End Objective
Download some data from the internet (about 5 GB in size)
Possibly convert some strings/datetimes
Upload to Postgres database
I have written some code which uploads some data to a Postgres database. "Upload" here meaning "replace all existing data in the table and insert new data". Of course, there is no SQL "upload" statement, so what this really does is run a sequence of INSERT statements.
I have tried several variations, searching for improved performance. The data is read from a csv file. The file size is 5 GB.
The original version of my code took about 90 minutes to complete. That is 5120 MB in 90 minutes, or 57 MB/minute, 1MB/s. The data is on the same host as the database. There is no network connection between the data source and sink, except for the Linux kernel. (Everything is via localhost.)
The first version uses the following code.
df.to_sql(
name='table',
schema='schema',
con=postgres_engine,
if_exists='replace',
index=False,
)
I tried some variations, including adding
chunksize=1000,
and
method='multi',
I was using psycopg2 and psycopg2-binary.
When I enabled method='multi' the process never completed. It took longer than 5 hours, then I killed it.
I did not notice any particular improvement using chunksize. I tried values 1000, and 100000.
psycopg2 does offer something closer to the form of an "upload" statement in the form of copy_expert. I found this took about 15 minutes to complete.
connection = psycopg2.connect(
host=postgres_host,
user=postgres_user,
password=postgres_password,
dbname=postgres_database,
port=5432,
)
buffer = io.StringIO()
df.to_csv(buffer, index=False, header=False)
buffer.seek(0)
cursor = connection.cursor()
cursor.copy_expert(
'COPY schema.table FROM STDIN WITH (FORMAT csv)',
buffer,
)
connection.commit()
A significant improvement but it is only about 5 MB/s. That still seems very slow.
The sequence of operations may seem a bit weird. Firstly a file is read using pandas.read_csv. The data is then written to a StringIO object using DataFrame.to_csv. It is outside of the scope of this question, but I need some method of translating a datetime string from one (weird) format to an ISO format which Postgres/Pandas understands.
The data is sourced from a call to requests. In other words, downloaded from some remote server.
Aside: Datetime format
If you wanted to know more detail, the source provides data with dates in the following format, which is not ISO and therefore I assume not readable by Postgres.
format='%Y-%m-%d %H:%M'
My conclusion thus far from trying a few different methods with variations on parameters is that I have so far not been able to achieve better performance than about 5 MB/s.
It seems that there are a large number of possible methods, accounting for all the variations in arguments which can be supplied to each function call.
At the end of the day, all I really need to do is download some data from the internet, and upload it to Postgres, possibly with some string manipulation to account for differences in recognized datetime formats.
What method should I use?
psycopg (psycopg3) or psycopg2?
sqlalchemy or not?
What packages need to be installed with
pip3?Should I use
pandas.to_sqlor some other method such ascopy_expertor something else?
Solution
I found the following psycopg3 solution works well and gives good performance.
pip3 install psycopg[binary]
And yes the above is correct. psycopg2 = psycopg2. psycopg = psycopg3, somewhat confusingly.
Example code is provided below.
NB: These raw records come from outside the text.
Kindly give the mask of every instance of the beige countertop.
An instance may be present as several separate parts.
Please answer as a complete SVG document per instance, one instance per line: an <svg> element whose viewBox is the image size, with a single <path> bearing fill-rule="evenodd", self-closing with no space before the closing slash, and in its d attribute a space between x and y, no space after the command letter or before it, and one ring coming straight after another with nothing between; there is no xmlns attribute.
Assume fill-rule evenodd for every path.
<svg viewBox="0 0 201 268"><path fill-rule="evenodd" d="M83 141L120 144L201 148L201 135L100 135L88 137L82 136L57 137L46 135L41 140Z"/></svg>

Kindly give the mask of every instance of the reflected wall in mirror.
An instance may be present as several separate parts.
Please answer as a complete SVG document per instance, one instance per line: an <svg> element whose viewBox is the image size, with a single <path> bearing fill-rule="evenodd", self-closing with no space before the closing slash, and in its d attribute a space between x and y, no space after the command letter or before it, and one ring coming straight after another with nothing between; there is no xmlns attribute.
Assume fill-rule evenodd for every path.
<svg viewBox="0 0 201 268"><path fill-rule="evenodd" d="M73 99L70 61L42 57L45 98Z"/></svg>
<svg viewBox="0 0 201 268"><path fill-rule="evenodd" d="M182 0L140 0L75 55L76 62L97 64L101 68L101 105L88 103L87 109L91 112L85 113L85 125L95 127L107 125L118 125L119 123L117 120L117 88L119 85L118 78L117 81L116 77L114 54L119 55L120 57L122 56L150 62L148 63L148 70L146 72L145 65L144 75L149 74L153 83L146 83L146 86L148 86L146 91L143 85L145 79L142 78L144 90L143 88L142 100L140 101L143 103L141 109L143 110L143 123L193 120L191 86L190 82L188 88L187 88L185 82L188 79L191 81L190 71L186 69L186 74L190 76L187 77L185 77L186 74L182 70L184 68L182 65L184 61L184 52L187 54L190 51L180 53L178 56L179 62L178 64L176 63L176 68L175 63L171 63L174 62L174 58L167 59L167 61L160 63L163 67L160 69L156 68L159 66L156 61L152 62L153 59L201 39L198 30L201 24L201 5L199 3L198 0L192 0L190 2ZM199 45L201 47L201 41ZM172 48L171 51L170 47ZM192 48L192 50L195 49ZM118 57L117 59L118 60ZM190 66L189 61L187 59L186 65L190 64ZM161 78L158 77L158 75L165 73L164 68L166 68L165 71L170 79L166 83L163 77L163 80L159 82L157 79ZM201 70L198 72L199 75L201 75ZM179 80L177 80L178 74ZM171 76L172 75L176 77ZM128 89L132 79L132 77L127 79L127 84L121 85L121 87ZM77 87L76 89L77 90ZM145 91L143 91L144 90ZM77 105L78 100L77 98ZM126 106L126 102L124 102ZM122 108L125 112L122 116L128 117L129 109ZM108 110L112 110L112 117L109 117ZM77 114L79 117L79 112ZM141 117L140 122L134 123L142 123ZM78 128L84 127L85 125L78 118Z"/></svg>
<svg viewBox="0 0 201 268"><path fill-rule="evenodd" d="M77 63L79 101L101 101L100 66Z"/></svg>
Here I assume that some_data is a bytes object, returned by something such as response = requests.get, some_data = response.content.
If you are sourcing data from some other location, such as a local file, change this accordingly.
Note also that you may be able to obtain improved performance by not using pandas at all. In my particular case, I need to read the data, modify it and then write it back to a StringIO object. However, you may be able to read your data directly to a StringIO object, bypassing at least two expensive operations. (read_csv and to_csv.)
import pandas
import psycopg
import io
postgres_connection_string = f'user={}, password={}, host={}, dbname={}, port={}'
df = pandas.read_csv(io.BytesIO(some_data), header=None)
buffer = io.StringIO()
df.to_csv(buffer, index=False, header=False)
buffer.seek(0)
columns = '(column_1, column_2)'
with psycopg.connect(postgres_connection_string) as connection:
with connection.cursor() as cursor:
with cursor.copy(f'COPY some_schema.some_table {columns} FROM STDIN WITH (FORMAT csv)') as copy:
copy.write(file.read())
conn.commit()
I see performance figures of about 51 MB/s for this.